Понимая евангельский рассказ о чудесах, сопровождавших крещение Иисуса, исторически, то есть в смысле и духе самих евангелистов и их времени, и не считая его по этой именно причине рассказом историческим мы избавляемся от множества неразрешимых недоумений и противоречий, с которыми встречаются теологи, пытающиеся истолковать их при предположении, что данный эпизод есть историческое, достоверное событие. Одни из них стремятся объяснить чудо в смысле видения, которое Бог будто послал Крестителю и Иисусу; другие предполагают, что над Иисусом случайно пролетела настоящая, вполне реальная голубица; третьи утверждают, что в данном случае имело место атмосферное явление, гроза с молнией и громом, который принят был за глас небесный. Однако все это - мелочь сравнительно с главным вопросом: зачем же сыну Божию, зачатому от Святого Духа, надо было дополнительно сообщать дары Святого Духа? Этот вопрос, с нашей точки зрения, разрешается легко и как бы сам собою, а теологам приходится решать его при помощи парадоксов и ухищрений, поражающих своей нелепостью. Одни при этом заявляют, что в Иисусе пребывал предвечно сын Божий, но Дух Святой, третье лицо Божества, вступил с ним в некоторую новую связь, которая отличалась от единосущности Бога-Духа, Бога-Сына и Бога-Отца. Другие уверяют, что Иисусу был врожден Святой Дух как начало жизни, но при крещении он сообщился ему как дух его призвания или миссии. Наконец, третьи говорят, что Иисус извечно сознавал себя сыном Божиим, но лишь в момент крещения наделен был силой показать себя сыном Божиим перед очами всего мира. Все эти объяснения представляются лишь жалкими софизмами и бессодержательными абстракциями, о которых, вероятно, и сами интерпретаторы не отдавали себе ясного отчета.

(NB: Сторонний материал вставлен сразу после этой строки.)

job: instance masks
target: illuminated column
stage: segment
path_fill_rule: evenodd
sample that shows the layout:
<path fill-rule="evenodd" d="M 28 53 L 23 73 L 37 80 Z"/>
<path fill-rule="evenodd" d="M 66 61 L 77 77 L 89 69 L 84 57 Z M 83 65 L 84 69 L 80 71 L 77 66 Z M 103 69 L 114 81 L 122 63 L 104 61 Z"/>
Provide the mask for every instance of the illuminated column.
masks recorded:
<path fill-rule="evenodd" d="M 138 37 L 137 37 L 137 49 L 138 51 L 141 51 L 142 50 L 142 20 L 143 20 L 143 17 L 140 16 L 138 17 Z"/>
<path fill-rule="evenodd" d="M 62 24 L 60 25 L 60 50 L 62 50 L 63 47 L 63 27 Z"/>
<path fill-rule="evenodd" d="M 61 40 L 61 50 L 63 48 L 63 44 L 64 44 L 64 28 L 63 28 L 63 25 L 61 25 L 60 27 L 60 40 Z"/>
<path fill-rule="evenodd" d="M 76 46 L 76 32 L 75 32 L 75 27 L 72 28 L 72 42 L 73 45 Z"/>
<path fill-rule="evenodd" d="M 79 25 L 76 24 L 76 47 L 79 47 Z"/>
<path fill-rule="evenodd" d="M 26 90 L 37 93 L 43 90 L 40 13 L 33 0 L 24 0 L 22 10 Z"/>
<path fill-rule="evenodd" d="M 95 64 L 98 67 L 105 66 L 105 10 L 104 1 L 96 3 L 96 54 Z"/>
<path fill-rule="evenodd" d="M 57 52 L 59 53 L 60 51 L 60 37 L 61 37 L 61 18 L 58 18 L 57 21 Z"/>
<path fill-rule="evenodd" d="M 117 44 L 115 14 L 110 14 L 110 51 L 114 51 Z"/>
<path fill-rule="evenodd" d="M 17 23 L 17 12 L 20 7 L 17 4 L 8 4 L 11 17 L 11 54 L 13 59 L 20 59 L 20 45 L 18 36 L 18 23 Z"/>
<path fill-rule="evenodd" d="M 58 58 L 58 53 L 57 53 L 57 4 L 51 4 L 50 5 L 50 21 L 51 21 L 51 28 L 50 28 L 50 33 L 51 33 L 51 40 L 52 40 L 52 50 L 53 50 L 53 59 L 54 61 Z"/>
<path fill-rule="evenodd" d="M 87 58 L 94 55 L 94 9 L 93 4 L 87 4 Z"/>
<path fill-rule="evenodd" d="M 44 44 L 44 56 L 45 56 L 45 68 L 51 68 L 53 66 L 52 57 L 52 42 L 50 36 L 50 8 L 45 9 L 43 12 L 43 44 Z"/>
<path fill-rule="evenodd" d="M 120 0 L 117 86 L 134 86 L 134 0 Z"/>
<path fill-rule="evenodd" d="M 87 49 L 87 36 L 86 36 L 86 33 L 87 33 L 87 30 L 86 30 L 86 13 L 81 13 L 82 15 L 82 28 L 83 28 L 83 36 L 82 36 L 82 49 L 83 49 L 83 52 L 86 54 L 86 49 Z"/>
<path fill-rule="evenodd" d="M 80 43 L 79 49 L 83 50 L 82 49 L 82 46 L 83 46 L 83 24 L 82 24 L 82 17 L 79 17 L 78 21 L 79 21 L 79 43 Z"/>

Итак, евангельский рассказ о происшествиях, отметивших крещение Иисуса, со всеми добавлениями, возникшими на почве иных, отличных представлений, в главных своих чертах подсказан был желанием показать, что Иисус, сын Давидов, получил помазание и соответствующие дары Святого Духа свыше, как предок его, Давид, получал их через Самуила. Это желание проявилось у одного из евангелистов в очень наглядной и определенной форме. Как книга Самуила, в которой главным действующим лицом является Давид, исходит из истории рождения Самуила, а не Давида, так и Лука предпосылает истории благовещения и зачатия Иисуса историю его Предтечи, причем нисколько не скрывает, что он кому-то подражает. (281) Поэтому здесь было бы уместно выяснить происхождение рассказов о детстве Крестителя, но так как они тесно сплетаются с рассказами о благовещении и рождении Иисуса и их приходится рассматривать в связи с последними и так как история рождения Иисуса изложена в евангелиях не с точки зрения родства его с Давидом, а с точки зрения его родства с Богом-Отцом, то и нам приходится этому вопросу отвести особую главу в нашем исследовании.

2 группа мифов: Иисус - сын Божий.

1. Иисус, вне всякого участия со стороны мужчины-человека, зачат Марией от Святого Духа.

57.

Как было выше сказано, христианское учение в своей морально-религиозной основе возникло из иудаизма, когда последний уже успел в процессе истории проникнуться до насыщения различными инородными и, главным образом, греческими образовательными элементами. То же следует сказать и о представлении о том, что Иисус есть сын Божий, ибо оно, хотя и не является духовной основой христианского учения, все же определяет собой его форму. Наименование Иисуса Мессией утверждалось на базе древнего иудаизма, и в действительности, как было отмечено выше, оно имело только иносказательный, фигуральный смысл, которым не исключалось представление об Иисусе как подлинном человеческом сыне. То, что Иисус стал признаваться истинным сыном Божиим без человеческого отца, объясняется влиянием языческих представлений на общее мировоззрение древних христиан.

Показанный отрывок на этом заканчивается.